Schneider’s Victor Avelar is behind the company’s effort to quantify the carbon footprint of today’s data centers over their lifecycle and help optimize future data center layout and design. Avelar demoed at their free Data Center Lifecycle CO2e Calculator, which looks at both embodied carbon (such as the carbon emitted in the process of resourcing, making and pouring of concrete used in data center construction) and carbon generated during data center operations.
The Cost Calculator helps planners consider alternatives and choose optimal design criteria. We looked at the power sources, for example. Avelar contrasted a West Virginia location (mostly coal-fired power plants) with one in France (with more nuclear power in the mix).
By looking at the Yearly Total CO2e by Scope, we saw the Scope 2 (power purchased from local utilities) emissions for the West Virginia option to be a much larger percentage of the mix.
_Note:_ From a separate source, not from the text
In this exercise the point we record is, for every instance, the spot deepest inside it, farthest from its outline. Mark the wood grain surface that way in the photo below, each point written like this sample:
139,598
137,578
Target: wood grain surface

The option in France, by contrast, showed a larger percentage of Scope 3 (indirect energy, such as embodied carbon in the new data center’s concrete). Scope 1 and 2 emissions are more within the control of the planners.
Shifts in data center ownership
Historically, Carlini pointed out, data centers tended to follow a shopping center-like model of anchor tenants and boutiques, with owners focused solely on the business of building to match the local need and managing the space leases.
But lately the large cloud, media and SaaS providers have been even more dominant in terms of the percentage of new data centers being built. For those owner/operators, there is no standard data center design. “Every Microsoft data center is different,” Carlini said. “It’s amazing.” The main challenge in the current environment is simply keeping pace with all the changes afoot.